Asked to explain reports issued year after year saying there is a lack of freedom of expression in Turkey, President Erdoğan accused international press freedom groups of being dishonest and insincere.
On visits to Turkey, he said, when the government showed them documents and evidence "they go quiet". But critical reports continued to circulate. "They are not objective reports. They are biased reports."
"[A] media person does not enjoy infinite freedom. There is a limit to our freedoms. The limit is where the freedom of the other shall begin... A media person cannot support terrorism. If they are harbouring terrorists then there will be a price to be paid. Those who have been sentenced or detained or who have fled Turkey – the so-called media people – have committed crimes, not crimes of expression, not crimes of free thought... There are those without any relevant credentials proving they are journalists."
It has been estimated that about 6,000 Africans who have been fighting with militants from Daesh (better known as ISIS in the West) are expected to return to their countries of origin after the group's defeat in large parts of Syria and Iraq.
Asked how Turkey could work with African nations to counter the threat they posed, Erdoğan said the country had 35 or 40 years' experience in fighting terrorism and pledged cooperation with countries across the continent. He also highlighted the presence of Boko Haram militants in Chad.

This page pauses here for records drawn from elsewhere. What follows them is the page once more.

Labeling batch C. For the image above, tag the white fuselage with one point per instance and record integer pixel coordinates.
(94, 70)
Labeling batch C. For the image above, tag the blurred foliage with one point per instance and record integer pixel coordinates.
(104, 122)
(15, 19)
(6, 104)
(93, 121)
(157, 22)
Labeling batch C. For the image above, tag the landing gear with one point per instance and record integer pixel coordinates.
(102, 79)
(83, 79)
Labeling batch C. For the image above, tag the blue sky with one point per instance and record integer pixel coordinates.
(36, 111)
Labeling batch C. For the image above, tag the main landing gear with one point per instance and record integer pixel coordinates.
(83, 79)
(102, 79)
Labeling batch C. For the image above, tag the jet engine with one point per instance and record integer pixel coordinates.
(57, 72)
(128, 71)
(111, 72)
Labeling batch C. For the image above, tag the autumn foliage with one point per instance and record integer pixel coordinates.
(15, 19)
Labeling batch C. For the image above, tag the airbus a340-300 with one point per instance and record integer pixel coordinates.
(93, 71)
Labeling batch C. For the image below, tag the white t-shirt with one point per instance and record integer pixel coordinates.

In the interview, he also pursued his government's campaign to have African governments close down private schools in many countries which are operated by a network led by Fethullah Gülen, a Turkish cleric based in the United States. Thousands of students attend the elite schools in countries across the continent.
Repeating earlier accusations that Gülen was behind the attempted military coup in Turkey in July 2016, in which more than 250 people died and the presidential palace was attacked, Erdoğan said the network used education and religion as a "disguise" behind which they hid.

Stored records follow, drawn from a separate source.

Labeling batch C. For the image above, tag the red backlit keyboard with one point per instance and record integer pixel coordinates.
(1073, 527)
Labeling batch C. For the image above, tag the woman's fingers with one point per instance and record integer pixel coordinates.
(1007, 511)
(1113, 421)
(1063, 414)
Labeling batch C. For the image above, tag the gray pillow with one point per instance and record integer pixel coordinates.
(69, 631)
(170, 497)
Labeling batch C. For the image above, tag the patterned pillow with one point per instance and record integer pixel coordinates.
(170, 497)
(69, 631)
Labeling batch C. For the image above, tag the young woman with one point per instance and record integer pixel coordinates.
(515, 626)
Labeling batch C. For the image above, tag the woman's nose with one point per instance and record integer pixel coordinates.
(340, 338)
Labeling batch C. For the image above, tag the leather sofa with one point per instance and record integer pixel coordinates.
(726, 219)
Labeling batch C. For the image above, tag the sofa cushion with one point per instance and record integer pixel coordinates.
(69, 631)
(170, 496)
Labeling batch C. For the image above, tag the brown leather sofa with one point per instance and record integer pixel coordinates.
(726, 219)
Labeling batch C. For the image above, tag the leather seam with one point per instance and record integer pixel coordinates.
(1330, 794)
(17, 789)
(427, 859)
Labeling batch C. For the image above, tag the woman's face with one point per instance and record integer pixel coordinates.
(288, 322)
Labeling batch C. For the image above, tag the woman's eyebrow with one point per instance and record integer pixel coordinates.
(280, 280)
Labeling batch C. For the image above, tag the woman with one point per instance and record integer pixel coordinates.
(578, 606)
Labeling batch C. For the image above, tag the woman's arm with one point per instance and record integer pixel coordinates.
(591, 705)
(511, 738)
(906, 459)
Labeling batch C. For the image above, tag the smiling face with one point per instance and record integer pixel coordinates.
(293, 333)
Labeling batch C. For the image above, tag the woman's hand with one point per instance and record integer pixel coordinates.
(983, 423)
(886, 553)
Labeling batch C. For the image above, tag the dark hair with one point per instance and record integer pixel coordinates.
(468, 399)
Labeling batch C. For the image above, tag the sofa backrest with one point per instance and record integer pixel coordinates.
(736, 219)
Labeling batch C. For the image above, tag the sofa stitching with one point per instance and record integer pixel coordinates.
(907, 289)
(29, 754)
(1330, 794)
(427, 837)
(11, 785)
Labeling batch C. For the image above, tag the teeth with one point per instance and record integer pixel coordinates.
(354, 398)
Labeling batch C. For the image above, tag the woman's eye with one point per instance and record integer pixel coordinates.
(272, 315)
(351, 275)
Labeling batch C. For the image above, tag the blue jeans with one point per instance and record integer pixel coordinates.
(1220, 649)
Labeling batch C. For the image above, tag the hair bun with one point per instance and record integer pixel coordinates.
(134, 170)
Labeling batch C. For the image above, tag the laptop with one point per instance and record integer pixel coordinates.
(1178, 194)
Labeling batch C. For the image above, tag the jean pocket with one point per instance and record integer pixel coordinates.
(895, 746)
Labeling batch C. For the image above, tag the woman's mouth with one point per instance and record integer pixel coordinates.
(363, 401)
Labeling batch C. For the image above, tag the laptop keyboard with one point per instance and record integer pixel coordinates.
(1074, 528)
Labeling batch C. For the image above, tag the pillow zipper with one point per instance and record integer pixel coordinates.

"We are warning our brothers and sisters in Africa not to be manipulated, not to be deceived, because the Fethullists earned great sums of money out of their actions..." he added.
Speaking soon after the United Nations General Assembly voted to reject the Trump adminstration's recognition of Jerusalem as Israel's capital, he also lashed out at Israel.
"Israel is a state of violence," he said, "and there is state-sponsored terrorism in Al Quds [Jerusalem] and we have to see these facts for what they are."
He said recognition of the city as Israel's capital was "a trap that we should not have fallen into." President Donald Trump would have to review his situation if he wanted peace in the Middle East.
"If we are defending peace we have to say 'yes' to the two-state solution in Palestine but if we are not defending peace and we want the Middle East to get pushed into further conflict and turmoil, then the price to be paid will be upon President Trump and Israel," he added.
This report has been revised since first publication to reflect a fuller range of issues covered in the interview.